The opening of a musical needs to set a certain tone. "Alexander Hamilton" offers information about young Alex, and it shows that your evening will be "about" tenacity and innovation--but, most importantly, it acquaints you with the particular sense of humor you will be exploring:
The ten-dollar founding father without a father
Got a lot farther
By being a lot smarter
By working a lot harder....
One of the greatest opening numbers, "Little Shop of Horrors," invites you into Mr. Mushnik's shop, but it also (immediately) gives you a taste of the sassy, gay, extremely intelligent voice that makes Howard Ashman special:
Shang-a-lang....
Feel the sturm und drang in the air!
And Sondheim, writing about Victorian London, sends you back in time with deliberately archaic language. "Kept a shop in London Town." "A lavabo and a fancy chair." "Attend the tale of Sweeney Todd."
Sondheim knows how to be contrarian; although he is writing about a monster, he begins by celebrating the qualities that make his protagonist extraordinary.
Inconspicuous, Sweeney was....
Quick and quiet and clean, he was...
Back of his smile...
Under his word...
Sweeney heard music that nobody heard...
This is--perhaps--someone you'd want to have lunch with.
Sweeney was smooth; Sweeney was subtle...
Sweeney would blink, and rats would scuttle....
Everyone wants to play the title role in this show; for this reason, the selection of Aaron Tveit seems disappointing. Tveit is just a bit bland. (In recent interviews, Steven Boyer, Corey Hawkins, and Audra McDonald have all randomly mentioned a desire to be Sweeney. I would take any one of these performers over Tveit.)

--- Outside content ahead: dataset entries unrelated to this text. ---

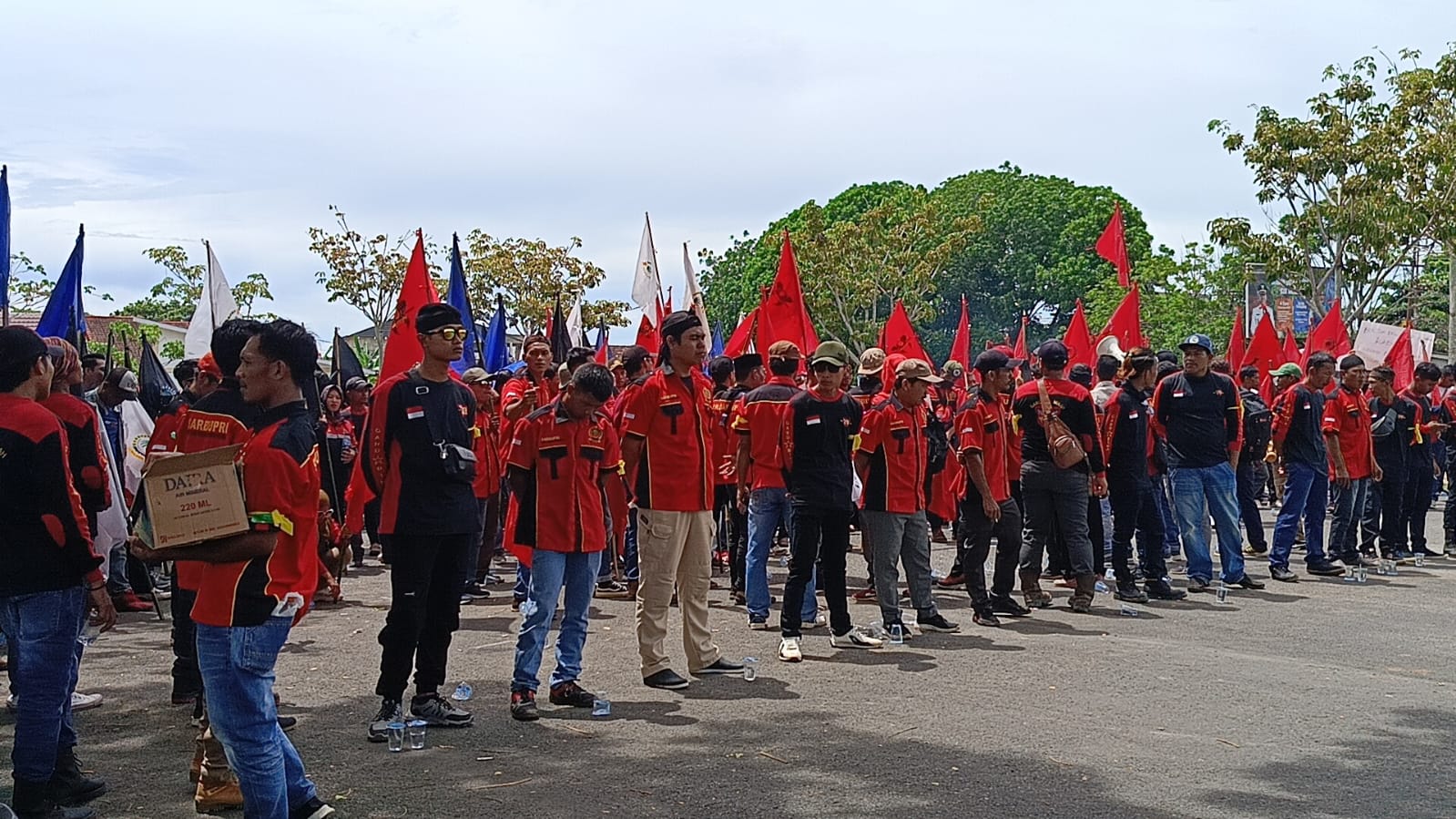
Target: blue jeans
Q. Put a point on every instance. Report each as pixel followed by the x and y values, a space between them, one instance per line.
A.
pixel 238 675
pixel 549 573
pixel 766 510
pixel 1350 503
pixel 1307 490
pixel 1200 491
pixel 43 631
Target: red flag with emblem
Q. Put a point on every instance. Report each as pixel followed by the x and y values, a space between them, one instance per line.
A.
pixel 899 335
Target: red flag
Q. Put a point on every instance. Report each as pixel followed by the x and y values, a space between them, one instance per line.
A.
pixel 962 345
pixel 782 315
pixel 899 335
pixel 737 343
pixel 1020 349
pixel 647 335
pixel 1402 360
pixel 1264 353
pixel 1079 338
pixel 1113 247
pixel 1235 350
pixel 402 347
pixel 1125 323
pixel 1329 335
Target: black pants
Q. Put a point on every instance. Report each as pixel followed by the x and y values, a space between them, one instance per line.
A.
pixel 1136 513
pixel 1248 486
pixel 976 546
pixel 1385 515
pixel 187 680
pixel 1417 502
pixel 820 535
pixel 425 580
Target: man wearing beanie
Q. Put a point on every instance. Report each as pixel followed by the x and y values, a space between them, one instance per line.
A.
pixel 667 452
pixel 418 459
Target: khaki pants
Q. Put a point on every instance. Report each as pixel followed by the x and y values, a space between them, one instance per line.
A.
pixel 675 548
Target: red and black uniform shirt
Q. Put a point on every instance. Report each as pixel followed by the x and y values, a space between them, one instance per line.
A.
pixel 760 420
pixel 982 427
pixel 219 418
pixel 564 462
pixel 87 456
pixel 402 458
pixel 673 417
pixel 892 436
pixel 1347 415
pixel 44 539
pixel 281 495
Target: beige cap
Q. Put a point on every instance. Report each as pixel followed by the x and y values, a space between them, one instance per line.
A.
pixel 916 369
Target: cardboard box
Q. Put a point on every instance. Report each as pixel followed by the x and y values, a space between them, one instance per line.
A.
pixel 194 497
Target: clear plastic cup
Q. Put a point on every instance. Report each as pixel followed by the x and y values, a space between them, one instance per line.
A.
pixel 750 670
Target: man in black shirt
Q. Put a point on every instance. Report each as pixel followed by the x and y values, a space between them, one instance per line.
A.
pixel 417 458
pixel 819 436
pixel 1300 446
pixel 1392 429
pixel 1198 413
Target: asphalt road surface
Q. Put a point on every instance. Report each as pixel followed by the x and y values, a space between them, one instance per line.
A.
pixel 1319 699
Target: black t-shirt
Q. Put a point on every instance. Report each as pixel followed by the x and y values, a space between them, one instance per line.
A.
pixel 819 439
pixel 408 422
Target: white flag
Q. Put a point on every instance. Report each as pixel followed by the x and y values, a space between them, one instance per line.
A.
pixel 574 322
pixel 647 284
pixel 214 308
pixel 695 293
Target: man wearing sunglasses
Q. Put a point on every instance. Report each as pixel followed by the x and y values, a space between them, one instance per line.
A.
pixel 819 435
pixel 417 458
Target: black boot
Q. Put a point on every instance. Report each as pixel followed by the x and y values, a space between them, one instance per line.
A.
pixel 31 802
pixel 68 786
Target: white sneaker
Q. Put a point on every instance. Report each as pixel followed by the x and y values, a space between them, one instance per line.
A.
pixel 855 639
pixel 83 701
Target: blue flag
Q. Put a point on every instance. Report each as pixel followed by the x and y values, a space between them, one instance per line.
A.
pixel 459 298
pixel 495 353
pixel 5 236
pixel 65 316
pixel 718 343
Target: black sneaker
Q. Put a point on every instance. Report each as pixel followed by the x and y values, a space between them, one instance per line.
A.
pixel 571 694
pixel 666 680
pixel 936 622
pixel 313 809
pixel 1008 607
pixel 523 706
pixel 389 712
pixel 439 712
pixel 1164 590
pixel 721 666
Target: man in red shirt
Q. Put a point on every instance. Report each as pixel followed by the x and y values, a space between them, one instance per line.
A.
pixel 759 423
pixel 1351 458
pixel 667 451
pixel 987 509
pixel 891 464
pixel 257 585
pixel 561 458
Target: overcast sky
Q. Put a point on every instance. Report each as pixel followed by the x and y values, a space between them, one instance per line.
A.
pixel 240 123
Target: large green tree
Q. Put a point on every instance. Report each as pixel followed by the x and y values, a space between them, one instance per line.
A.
pixel 1358 189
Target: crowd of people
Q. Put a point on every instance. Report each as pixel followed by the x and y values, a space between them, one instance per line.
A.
pixel 638 480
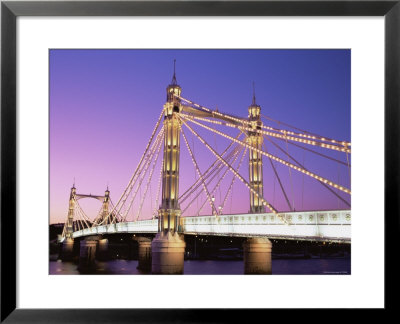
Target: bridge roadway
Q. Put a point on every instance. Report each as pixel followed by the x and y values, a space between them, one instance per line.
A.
pixel 330 226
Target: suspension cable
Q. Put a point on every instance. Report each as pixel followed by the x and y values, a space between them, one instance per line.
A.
pixel 232 169
pixel 277 135
pixel 233 179
pixel 218 170
pixel 220 180
pixel 199 174
pixel 208 170
pixel 140 161
pixel 302 166
pixel 279 181
pixel 150 177
pixel 143 173
pixel 311 174
pixel 244 121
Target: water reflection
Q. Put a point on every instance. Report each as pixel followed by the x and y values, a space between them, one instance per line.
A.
pixel 212 267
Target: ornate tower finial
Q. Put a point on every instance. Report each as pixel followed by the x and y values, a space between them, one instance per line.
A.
pixel 174 82
pixel 254 96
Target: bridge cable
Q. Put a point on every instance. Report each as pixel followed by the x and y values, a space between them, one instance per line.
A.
pixel 232 169
pixel 221 179
pixel 143 173
pixel 299 169
pixel 230 188
pixel 142 157
pixel 199 174
pixel 279 181
pixel 290 175
pixel 218 169
pixel 213 173
pixel 157 155
pixel 245 121
pixel 272 134
pixel 302 166
pixel 210 169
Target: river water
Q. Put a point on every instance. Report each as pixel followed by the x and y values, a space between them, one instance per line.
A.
pixel 317 266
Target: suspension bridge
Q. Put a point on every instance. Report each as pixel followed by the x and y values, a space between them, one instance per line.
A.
pixel 176 214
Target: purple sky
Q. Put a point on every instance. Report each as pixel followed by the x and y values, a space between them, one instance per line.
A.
pixel 105 103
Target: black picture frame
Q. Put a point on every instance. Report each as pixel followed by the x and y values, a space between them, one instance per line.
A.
pixel 10 10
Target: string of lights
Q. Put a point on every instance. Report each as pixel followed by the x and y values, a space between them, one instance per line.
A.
pixel 149 180
pixel 233 179
pixel 199 174
pixel 244 121
pixel 265 202
pixel 218 169
pixel 210 175
pixel 311 174
pixel 302 166
pixel 208 172
pixel 141 158
pixel 221 179
pixel 157 143
pixel 283 136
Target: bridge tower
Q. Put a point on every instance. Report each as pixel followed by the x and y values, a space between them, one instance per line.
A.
pixel 68 244
pixel 255 158
pixel 168 247
pixel 106 204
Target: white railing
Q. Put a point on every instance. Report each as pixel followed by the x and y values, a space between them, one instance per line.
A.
pixel 332 225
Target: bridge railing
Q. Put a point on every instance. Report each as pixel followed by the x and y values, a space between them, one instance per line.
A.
pixel 333 225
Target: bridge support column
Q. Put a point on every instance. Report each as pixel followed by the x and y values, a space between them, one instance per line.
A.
pixel 102 252
pixel 257 256
pixel 87 254
pixel 168 251
pixel 67 249
pixel 144 254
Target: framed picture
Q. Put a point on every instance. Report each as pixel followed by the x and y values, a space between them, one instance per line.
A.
pixel 67 85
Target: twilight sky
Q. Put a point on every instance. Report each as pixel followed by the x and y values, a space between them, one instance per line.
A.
pixel 105 103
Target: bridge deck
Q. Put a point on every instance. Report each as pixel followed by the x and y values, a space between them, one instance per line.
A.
pixel 332 225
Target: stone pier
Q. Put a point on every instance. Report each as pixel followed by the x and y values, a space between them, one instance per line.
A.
pixel 257 256
pixel 67 249
pixel 168 251
pixel 87 255
pixel 144 254
pixel 102 250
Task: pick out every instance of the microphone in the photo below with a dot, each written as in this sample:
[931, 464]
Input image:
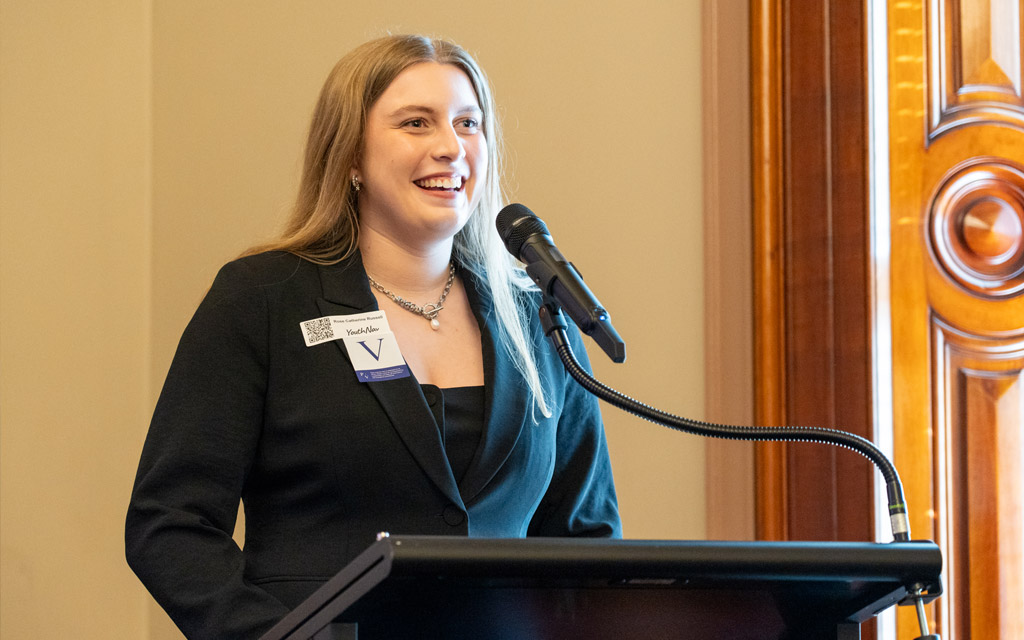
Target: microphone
[526, 238]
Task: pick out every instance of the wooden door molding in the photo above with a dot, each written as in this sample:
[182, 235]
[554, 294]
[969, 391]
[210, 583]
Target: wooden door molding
[956, 228]
[812, 345]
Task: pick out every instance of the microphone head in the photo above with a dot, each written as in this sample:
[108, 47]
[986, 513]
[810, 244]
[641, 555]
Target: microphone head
[515, 223]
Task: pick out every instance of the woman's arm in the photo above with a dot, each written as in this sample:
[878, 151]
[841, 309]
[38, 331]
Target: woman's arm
[201, 443]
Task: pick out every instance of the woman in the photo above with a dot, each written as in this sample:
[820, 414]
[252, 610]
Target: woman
[486, 436]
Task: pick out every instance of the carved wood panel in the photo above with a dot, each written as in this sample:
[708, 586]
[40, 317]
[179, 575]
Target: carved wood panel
[975, 64]
[978, 451]
[956, 225]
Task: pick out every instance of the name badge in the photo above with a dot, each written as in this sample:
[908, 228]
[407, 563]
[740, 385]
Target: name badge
[369, 340]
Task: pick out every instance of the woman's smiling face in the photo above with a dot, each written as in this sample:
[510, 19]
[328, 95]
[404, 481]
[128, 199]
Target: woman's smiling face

I do think the Sutton Foster choice is smart. For a long while, Foster has been quietly reproducing the career of Patti LuPone. She says, in her memoir, that a certain PBS LuPone performance once jolted her from her adolescent stupor and told her there was a specific path she needed to pursue, in her studies. We've seen Foster as Reno Sweeney (a LuPone role). We've seen her taking a swing at "Being Alive" (a LuPone song). And so "Sweeney Todd" (a LuPone show) seems to be the logical next step. I'm just wondering if we'll ever see Sutton Foster as Momma Rose.